The CSU remediation rate has been steadily dropping over the years, and this drop indicates the effectiveness of the previous standards and the previous EAP measure. California decided to avoid testing the validity of its new EAP measure and instead pushed CSU to eliminate any remediation starting this year, so we will have to fly blind for longer before will be able to assess the efficacy of the new measures.
In such context the recent legislative suggestions to replace the grade 11 SBAC test by the SAT or ACT college-readiness tests makes a lot of sense. It makes even more sense, as the testing expert Doug McRae suggests, to offer our grade 11 students a menu of test options rather than a single alternative, like SBAC, SAT, ACT, and perhaps some other more vocationally-oriented tests. After all, not all of our students continue – or are even interested in continuing – to college.
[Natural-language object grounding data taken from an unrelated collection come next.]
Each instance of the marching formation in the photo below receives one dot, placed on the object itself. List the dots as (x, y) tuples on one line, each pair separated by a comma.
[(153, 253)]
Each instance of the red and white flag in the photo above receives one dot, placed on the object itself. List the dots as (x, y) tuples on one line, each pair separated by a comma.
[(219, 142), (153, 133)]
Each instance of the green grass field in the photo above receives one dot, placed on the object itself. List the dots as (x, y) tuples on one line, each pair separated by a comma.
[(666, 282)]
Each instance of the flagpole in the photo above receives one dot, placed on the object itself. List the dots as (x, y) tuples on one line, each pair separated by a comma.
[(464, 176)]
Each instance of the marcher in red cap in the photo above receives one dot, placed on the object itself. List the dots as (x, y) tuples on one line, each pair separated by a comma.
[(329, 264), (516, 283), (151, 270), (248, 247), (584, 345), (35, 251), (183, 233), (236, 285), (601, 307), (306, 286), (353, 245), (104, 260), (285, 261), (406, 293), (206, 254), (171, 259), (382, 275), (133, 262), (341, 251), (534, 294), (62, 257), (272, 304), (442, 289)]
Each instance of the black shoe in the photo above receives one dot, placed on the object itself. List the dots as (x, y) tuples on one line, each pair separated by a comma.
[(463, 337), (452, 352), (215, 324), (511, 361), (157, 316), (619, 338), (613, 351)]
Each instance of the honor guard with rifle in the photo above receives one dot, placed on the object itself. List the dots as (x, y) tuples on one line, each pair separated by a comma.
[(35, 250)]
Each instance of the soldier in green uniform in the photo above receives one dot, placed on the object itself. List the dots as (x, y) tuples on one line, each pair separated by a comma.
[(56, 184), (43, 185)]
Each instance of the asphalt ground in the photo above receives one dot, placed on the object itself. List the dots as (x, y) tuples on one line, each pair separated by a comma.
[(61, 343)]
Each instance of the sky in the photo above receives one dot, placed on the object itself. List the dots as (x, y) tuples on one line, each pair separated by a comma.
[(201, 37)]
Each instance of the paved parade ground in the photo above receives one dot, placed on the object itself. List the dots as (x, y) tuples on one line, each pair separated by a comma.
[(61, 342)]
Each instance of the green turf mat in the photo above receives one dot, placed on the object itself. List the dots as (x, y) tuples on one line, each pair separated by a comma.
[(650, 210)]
Eventually, it all comes down to transparency and trust. When the state adopts a brand new test that has not been validated against external known benchmarks; when there are serious questions raised about the psychometric quality of its items and the state is unable to regularly release past items to reassure the public; when the test shows inexplicable unnatural trends and the test-maker does not address them; when test results show strong bias against populations that already have academic challenges; when a summative test is applied to psychometrically invalid purposes (college remediation needs); when the state removes our ability to track the success of our students in multiple grades under the new test; and when the state removes by fiat the ability of colleges to verify college readiness through their own testing and remedying entering students—then we clearly have a problem of trust, and we currently are flying blind.
1 Cut-scores for the old STAR and the new SBAC are readily available for each grade level, and mapping of the SBAC intervals onto the corresponding STAR scaled score is readily achieved, offering a good approximation in terms of the STAR scaled-scores.